Proximité alliée aux soins spécialisés
Trois échelons seront instaurés pour une vraie adaptation des soins : hôpitaux de proximité, nouvelle labellisation (médecine, gériatrie, réadaptation…), soins spécialisés (chirurgie, maternité…) et ultra-spécialisés ou plateaux techniques de pointe (greffe, maladies rares…).
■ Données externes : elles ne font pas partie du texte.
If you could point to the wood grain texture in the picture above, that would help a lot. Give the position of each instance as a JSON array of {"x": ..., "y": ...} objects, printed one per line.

Le but est de créer de véritables parcours de soins liant la proximité et les spécialités, d'établir un pont solide entre la ville et l’hôpital, en préservant la qualité de vie des patients qui restent près de leur domicile et de leurs proches.
L’innovation, parent pauvre de la réforme
La réforme ne recèle toutefois que peu d’éléments sur la nécessité d’innover. « Or en cancérologie, les traitements d’aujourd’hui sont issus des découvertes des années précédentes. Inversement, les nouvelles prises en charge résultent de l’innovation actuelle, issue de la recherche clinique et fondamentale », relève le Directeur de l’Institut Curie, déçu.
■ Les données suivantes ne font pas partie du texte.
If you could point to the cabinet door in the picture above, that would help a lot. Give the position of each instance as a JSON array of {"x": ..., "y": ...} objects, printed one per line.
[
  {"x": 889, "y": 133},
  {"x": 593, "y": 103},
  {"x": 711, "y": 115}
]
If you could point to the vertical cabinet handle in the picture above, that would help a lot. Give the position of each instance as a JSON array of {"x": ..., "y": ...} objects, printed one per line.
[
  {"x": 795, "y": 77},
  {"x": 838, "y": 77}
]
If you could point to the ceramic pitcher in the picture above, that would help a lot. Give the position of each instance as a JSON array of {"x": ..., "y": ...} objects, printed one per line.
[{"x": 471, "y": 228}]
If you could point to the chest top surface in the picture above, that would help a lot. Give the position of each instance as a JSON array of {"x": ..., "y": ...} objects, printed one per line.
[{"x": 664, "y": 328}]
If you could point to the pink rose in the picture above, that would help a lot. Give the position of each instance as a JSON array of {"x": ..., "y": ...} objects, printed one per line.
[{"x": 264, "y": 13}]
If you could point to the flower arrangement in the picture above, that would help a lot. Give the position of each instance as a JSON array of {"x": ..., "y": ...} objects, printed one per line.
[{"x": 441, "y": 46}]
C'est comme si la santé s’arrêtait à des interconnexions entre les systèmes de santé et qu'il suffisait de déplacer la médecine de l’hôpital vers la ville, mais la médecine de ville ne pourra pas remplacer l’innovation en cancérologie. « Cette dernière est pourtant, pour nous, la clé de voute des centres de lutte contre le cancer comme l’Institut Curie. Développer un cheminement en parcours de soin, en particulier pour les thérapeutiques orales impliquant le généraliste, des infirmières à domicile, s’avère très positif s’il s’accompagne d’une refonte complète de la prise en charge à l’hôpital et de la création de postes d’infirmières. Pour autant, nous n’en avons pas les possibilités financières », ajoute-t-il.
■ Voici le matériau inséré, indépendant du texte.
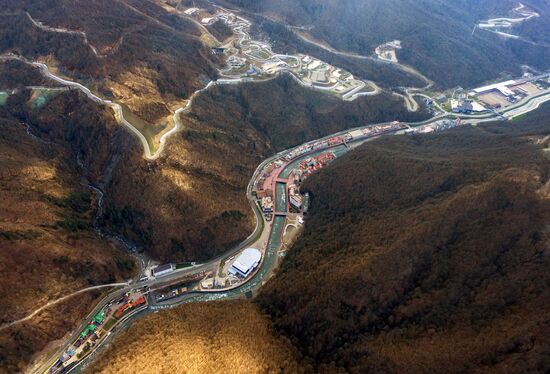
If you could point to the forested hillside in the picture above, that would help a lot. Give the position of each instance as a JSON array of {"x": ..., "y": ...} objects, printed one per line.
[
  {"x": 48, "y": 245},
  {"x": 436, "y": 36},
  {"x": 424, "y": 254}
]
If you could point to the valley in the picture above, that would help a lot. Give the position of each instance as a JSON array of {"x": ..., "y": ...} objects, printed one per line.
[{"x": 157, "y": 187}]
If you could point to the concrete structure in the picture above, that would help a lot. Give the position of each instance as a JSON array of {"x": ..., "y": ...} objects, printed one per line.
[
  {"x": 246, "y": 262},
  {"x": 502, "y": 87},
  {"x": 461, "y": 106},
  {"x": 162, "y": 270}
]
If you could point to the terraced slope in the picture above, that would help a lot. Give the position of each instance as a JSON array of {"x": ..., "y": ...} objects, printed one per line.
[{"x": 436, "y": 36}]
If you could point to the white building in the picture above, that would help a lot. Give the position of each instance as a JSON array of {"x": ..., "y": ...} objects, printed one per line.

Pour résumer, « c’est une bonne feuille de route avec une vision, des mesures pratiques, des financements, de nouveaux métiers, les patients mis au cœur du plan, une homogénéisation du statut des praticiens hospitaliers (PH), sans oublier les étudiants, avec la suppression du numerus clausus et des épreuves classantes nationales. Il n’en reste pas moins désormais à entrer dans le détail pour accompagner, réaliser, rendre possible la pérennité de chaque mesure », détaille le Dr Toledano.
D'après des entretiens avec le Pr Pierre Fumoleau, Directeur de l’ensemble hospitaliser de l’Institut Curie et du Dr Alain Toledano, Cancérologue Radiothérapeute, président de l'Institut Rafael.